Spray Lakes looking down towards Canmore.
This might be Watridge Lake on the Bryant Creek trail.

One of these Mt could be Chester across the valley from Tent Ridge 
Ruudie chillin out in the sun. Mt. Smuts has to be one of those in the background.
Mt. Nestor. The truck is somewhere to the bottom right out of the picture.
Tent Ridge is just in front of us. A lot of pretty impressive peaks arranged as we traverse the ridge.
To the left down in the valley, is Mud Lake on the way to the Kananaskas Lakes.
Looking back up the ridge that I have just hiked down. Fabulous views on a nice, cool sunny day.
Mt. Shark looking like the a big dorsal fin  looking west towards Mt. Assiniboine PP.
Ruudie looking down the Spray lakes.
More mountains.

As you move along the ridge, new views of the rugged peaks to the south come into play.
Heading down the last bit of rocky ridge before the long trek through the trees.
Back to the parking area and the Outfitter. Just another benefit of owning an all electric compressor fridge. Being out of level for hours on end is no problem.
Pat,s last day of training. We drop one car off at the road near Vermilion Lakes so Pat and her friend can rollers ski up the Mt. Norquay road.  While they are doing this, Dave and Ruudie drive up to the trail head of Squaw Mt. Lookout and hike the 6km easy circuit. Take a photo of Cascade Mt. where we were a week before although the peak is in the clouds. Looks pretty steep from here.
Pat and Sheilas coach gets them to run up the little hill behind the Mt. Norquay lodge 5 times after they finish the roller ski climb up the road to the parking area. The ascent from the lodge takes them about 3 minutes to make it to the top of the hill and they are suppossed to be in zone 4(150-160 beats per minute). Not a bad finish to a training day. Dave goes along too but cannot keep up with the Femme Fatales. Cool day.
Time to head home on Hwy.#1. Shot of some fresh snow on the Yoho NP mountains near Lake O'Hara. Lucky there was no snow that morning going over Kicking Horse Pass.

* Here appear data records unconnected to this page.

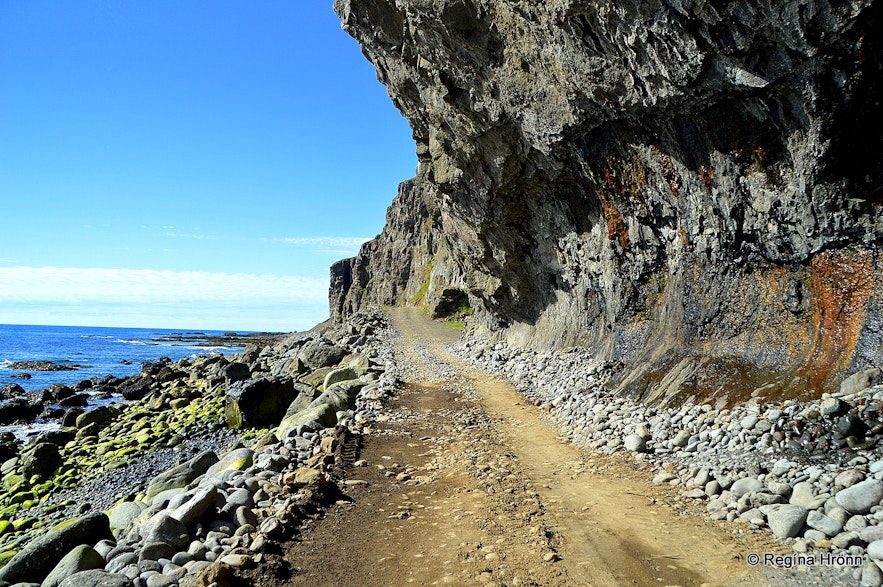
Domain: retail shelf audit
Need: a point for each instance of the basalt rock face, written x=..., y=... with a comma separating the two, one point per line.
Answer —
x=692, y=188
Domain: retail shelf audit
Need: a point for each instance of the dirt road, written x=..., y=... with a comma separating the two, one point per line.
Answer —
x=465, y=484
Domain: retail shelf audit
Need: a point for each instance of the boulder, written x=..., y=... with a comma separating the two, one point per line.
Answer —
x=165, y=529
x=77, y=400
x=135, y=387
x=786, y=520
x=338, y=375
x=123, y=514
x=323, y=414
x=819, y=521
x=81, y=558
x=317, y=354
x=235, y=460
x=745, y=486
x=861, y=497
x=259, y=402
x=56, y=437
x=340, y=396
x=860, y=381
x=302, y=401
x=101, y=415
x=12, y=390
x=181, y=475
x=202, y=500
x=233, y=372
x=35, y=561
x=42, y=459
x=19, y=410
x=635, y=443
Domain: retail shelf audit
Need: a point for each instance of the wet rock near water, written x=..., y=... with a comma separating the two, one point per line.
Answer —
x=44, y=366
x=186, y=500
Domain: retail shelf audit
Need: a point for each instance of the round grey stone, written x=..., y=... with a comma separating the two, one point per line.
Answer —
x=861, y=497
x=787, y=520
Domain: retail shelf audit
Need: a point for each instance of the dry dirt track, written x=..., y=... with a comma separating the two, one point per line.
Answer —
x=466, y=484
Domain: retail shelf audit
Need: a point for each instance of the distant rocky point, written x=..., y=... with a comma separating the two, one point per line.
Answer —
x=44, y=366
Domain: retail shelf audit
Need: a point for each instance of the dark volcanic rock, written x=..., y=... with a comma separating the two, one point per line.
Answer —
x=259, y=402
x=235, y=372
x=19, y=410
x=318, y=354
x=9, y=445
x=10, y=391
x=78, y=400
x=135, y=387
x=687, y=188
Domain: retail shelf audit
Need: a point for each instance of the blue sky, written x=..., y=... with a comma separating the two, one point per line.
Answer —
x=186, y=164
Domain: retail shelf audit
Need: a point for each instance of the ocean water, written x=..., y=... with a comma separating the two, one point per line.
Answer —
x=101, y=351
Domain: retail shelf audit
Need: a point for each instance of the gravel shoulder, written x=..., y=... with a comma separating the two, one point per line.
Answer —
x=465, y=483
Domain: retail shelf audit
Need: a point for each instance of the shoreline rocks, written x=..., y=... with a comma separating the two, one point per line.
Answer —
x=213, y=510
x=811, y=472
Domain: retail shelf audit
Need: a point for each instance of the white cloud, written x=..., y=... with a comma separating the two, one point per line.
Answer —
x=128, y=297
x=344, y=245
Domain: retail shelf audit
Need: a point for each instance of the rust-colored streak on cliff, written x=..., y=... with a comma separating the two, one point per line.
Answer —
x=841, y=284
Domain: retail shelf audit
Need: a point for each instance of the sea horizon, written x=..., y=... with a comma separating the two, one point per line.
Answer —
x=99, y=351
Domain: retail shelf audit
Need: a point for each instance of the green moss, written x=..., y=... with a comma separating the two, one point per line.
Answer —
x=6, y=556
x=420, y=296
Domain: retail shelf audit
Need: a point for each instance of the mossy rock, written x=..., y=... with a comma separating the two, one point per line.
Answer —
x=15, y=482
x=144, y=436
x=235, y=460
x=322, y=414
x=317, y=377
x=180, y=403
x=20, y=524
x=6, y=556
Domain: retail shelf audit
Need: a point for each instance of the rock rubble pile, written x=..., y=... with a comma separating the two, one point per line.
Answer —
x=809, y=472
x=196, y=523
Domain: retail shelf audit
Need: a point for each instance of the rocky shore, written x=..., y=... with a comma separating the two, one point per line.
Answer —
x=811, y=473
x=211, y=459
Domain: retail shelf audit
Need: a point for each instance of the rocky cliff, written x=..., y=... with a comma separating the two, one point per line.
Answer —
x=692, y=188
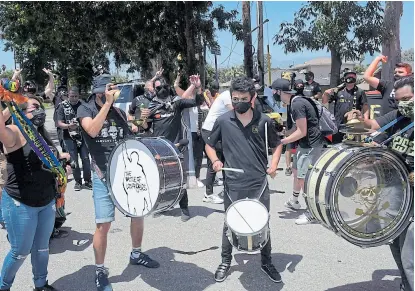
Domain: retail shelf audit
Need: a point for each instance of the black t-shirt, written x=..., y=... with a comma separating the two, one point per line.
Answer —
x=388, y=96
x=28, y=180
x=66, y=115
x=137, y=102
x=166, y=118
x=244, y=148
x=115, y=128
x=403, y=144
x=301, y=108
x=345, y=101
x=312, y=89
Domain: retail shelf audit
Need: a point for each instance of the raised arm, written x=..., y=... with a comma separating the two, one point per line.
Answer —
x=51, y=83
x=93, y=126
x=370, y=71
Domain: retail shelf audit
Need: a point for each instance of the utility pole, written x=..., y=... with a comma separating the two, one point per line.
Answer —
x=246, y=21
x=260, y=53
x=269, y=66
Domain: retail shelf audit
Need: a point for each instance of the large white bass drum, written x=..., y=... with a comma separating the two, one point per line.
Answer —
x=363, y=194
x=145, y=176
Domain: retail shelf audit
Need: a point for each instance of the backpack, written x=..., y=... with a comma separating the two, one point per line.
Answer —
x=326, y=120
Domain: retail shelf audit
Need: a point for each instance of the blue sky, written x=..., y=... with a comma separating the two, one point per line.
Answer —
x=276, y=12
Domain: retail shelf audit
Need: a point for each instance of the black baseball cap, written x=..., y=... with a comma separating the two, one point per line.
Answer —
x=283, y=85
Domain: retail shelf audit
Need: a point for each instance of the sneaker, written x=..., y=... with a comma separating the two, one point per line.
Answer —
x=47, y=287
x=88, y=185
x=293, y=205
x=218, y=182
x=200, y=184
x=78, y=186
x=222, y=272
x=215, y=199
x=272, y=273
x=305, y=218
x=101, y=280
x=185, y=214
x=144, y=260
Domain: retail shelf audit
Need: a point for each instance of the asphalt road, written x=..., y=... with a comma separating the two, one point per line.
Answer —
x=309, y=258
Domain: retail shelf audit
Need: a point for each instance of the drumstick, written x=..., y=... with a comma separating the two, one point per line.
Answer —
x=233, y=170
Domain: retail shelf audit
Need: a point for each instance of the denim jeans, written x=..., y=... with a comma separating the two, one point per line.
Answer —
x=82, y=151
x=402, y=250
x=29, y=230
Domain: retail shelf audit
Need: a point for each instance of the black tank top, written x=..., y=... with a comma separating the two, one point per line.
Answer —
x=29, y=181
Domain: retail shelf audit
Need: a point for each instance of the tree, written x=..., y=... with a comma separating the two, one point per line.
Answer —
x=75, y=36
x=344, y=28
x=391, y=45
x=407, y=55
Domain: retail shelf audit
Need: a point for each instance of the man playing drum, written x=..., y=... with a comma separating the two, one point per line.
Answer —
x=403, y=144
x=242, y=132
x=96, y=117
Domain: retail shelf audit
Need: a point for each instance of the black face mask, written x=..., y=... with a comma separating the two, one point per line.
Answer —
x=241, y=107
x=39, y=117
x=277, y=97
x=397, y=77
x=350, y=80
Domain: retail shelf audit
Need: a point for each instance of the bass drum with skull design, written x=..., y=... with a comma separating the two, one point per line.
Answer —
x=145, y=176
x=361, y=193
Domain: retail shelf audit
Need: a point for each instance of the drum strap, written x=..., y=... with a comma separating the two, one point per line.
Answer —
x=382, y=129
x=263, y=187
x=409, y=126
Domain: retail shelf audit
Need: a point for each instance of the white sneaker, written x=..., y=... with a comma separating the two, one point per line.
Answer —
x=215, y=199
x=291, y=204
x=200, y=184
x=218, y=182
x=305, y=218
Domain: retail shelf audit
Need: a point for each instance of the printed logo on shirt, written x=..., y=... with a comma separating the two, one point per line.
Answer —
x=403, y=146
x=392, y=95
x=110, y=132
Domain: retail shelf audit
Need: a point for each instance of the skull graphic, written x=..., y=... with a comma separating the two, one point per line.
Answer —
x=113, y=132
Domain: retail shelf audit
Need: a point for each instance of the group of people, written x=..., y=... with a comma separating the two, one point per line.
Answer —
x=230, y=128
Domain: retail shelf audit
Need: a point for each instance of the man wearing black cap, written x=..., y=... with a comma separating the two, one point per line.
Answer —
x=243, y=133
x=309, y=137
x=97, y=118
x=165, y=113
x=348, y=100
x=311, y=88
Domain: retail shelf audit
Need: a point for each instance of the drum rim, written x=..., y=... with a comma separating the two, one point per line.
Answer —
x=174, y=149
x=335, y=218
x=339, y=149
x=109, y=184
x=253, y=233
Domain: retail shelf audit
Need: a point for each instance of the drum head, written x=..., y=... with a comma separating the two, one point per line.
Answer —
x=133, y=178
x=247, y=216
x=371, y=198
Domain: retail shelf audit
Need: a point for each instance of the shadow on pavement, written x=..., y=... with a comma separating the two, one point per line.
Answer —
x=74, y=241
x=253, y=278
x=194, y=212
x=172, y=274
x=82, y=279
x=377, y=283
x=290, y=214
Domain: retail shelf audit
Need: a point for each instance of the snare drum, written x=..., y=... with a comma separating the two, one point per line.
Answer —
x=247, y=222
x=145, y=176
x=362, y=194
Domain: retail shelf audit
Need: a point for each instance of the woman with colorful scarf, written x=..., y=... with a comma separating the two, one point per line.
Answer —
x=28, y=199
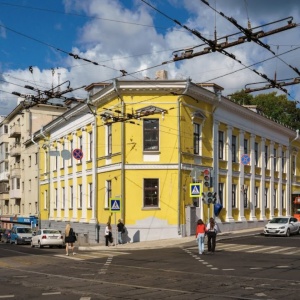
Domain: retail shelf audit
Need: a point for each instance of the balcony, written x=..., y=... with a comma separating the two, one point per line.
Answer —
x=4, y=195
x=15, y=194
x=15, y=150
x=15, y=131
x=15, y=170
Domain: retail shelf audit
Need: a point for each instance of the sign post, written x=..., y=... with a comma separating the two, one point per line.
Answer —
x=114, y=207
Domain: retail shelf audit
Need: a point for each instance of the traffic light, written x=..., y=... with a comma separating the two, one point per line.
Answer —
x=210, y=198
x=217, y=208
x=214, y=198
x=204, y=198
x=206, y=174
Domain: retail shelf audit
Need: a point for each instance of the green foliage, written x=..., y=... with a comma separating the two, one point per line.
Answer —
x=274, y=106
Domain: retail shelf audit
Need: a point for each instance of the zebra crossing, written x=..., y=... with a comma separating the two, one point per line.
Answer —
x=91, y=255
x=257, y=249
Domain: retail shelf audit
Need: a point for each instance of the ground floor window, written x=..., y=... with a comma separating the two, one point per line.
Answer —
x=151, y=192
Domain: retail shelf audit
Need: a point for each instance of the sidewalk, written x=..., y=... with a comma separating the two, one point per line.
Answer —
x=166, y=243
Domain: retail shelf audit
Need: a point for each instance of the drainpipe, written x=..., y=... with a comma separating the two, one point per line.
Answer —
x=122, y=153
x=94, y=175
x=290, y=177
x=179, y=157
x=47, y=153
x=38, y=181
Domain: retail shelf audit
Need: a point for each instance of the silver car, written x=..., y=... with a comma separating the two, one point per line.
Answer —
x=47, y=237
x=284, y=226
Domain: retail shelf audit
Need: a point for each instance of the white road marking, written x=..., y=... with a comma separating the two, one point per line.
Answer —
x=53, y=293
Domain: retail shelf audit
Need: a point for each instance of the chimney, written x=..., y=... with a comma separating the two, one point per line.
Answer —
x=161, y=75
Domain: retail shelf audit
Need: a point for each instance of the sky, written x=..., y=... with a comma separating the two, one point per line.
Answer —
x=36, y=38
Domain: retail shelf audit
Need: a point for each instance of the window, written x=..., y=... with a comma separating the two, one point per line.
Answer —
x=266, y=156
x=294, y=165
x=234, y=195
x=80, y=142
x=151, y=134
x=80, y=195
x=233, y=148
x=108, y=193
x=64, y=198
x=275, y=159
x=245, y=197
x=256, y=196
x=151, y=192
x=56, y=160
x=256, y=153
x=90, y=195
x=90, y=145
x=56, y=198
x=45, y=199
x=71, y=197
x=221, y=191
x=221, y=145
x=109, y=139
x=71, y=150
x=246, y=146
x=196, y=138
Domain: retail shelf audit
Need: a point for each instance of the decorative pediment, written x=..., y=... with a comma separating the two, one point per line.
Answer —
x=151, y=109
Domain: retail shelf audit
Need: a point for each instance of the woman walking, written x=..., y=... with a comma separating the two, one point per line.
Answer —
x=108, y=234
x=212, y=229
x=70, y=239
x=200, y=234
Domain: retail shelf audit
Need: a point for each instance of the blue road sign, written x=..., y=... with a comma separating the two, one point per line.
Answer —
x=195, y=189
x=245, y=159
x=115, y=205
x=77, y=154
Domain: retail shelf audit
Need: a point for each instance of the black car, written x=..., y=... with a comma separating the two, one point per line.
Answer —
x=6, y=236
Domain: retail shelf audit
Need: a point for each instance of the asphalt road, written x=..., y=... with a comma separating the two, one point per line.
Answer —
x=255, y=267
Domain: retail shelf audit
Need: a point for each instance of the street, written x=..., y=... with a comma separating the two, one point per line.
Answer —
x=253, y=267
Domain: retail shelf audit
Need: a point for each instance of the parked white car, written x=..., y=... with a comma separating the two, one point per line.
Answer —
x=282, y=226
x=47, y=237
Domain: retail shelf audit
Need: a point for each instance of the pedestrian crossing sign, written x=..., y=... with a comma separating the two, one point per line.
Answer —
x=195, y=190
x=115, y=205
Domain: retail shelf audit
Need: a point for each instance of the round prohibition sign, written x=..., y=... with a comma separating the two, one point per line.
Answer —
x=77, y=154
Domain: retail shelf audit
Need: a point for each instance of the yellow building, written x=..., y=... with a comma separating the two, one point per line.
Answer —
x=143, y=147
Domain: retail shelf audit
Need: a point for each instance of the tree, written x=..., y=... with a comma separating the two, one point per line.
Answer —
x=273, y=106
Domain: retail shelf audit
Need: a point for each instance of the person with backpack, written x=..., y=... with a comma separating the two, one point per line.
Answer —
x=200, y=234
x=121, y=230
x=211, y=231
x=108, y=234
x=70, y=239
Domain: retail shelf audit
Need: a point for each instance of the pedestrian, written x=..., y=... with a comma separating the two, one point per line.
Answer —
x=211, y=230
x=108, y=234
x=121, y=230
x=70, y=239
x=200, y=234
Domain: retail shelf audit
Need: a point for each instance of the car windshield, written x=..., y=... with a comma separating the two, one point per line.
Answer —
x=51, y=231
x=280, y=220
x=24, y=230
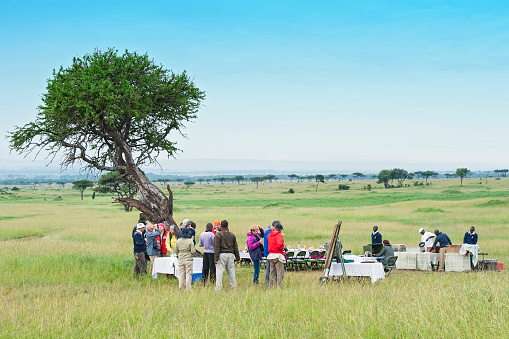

We love being in the mountains no matter where. BC is blessed with a huge amount of wilderness area mountains which can be difficult to access. The Rockies in the national parks can be busy in the summer but if you just take the time and walk even 1 hour from the trail head,  most of the visitors are left behind. Until we meet again on that summit or mountain lake, Crosschecks say thanks for coming along for the fun.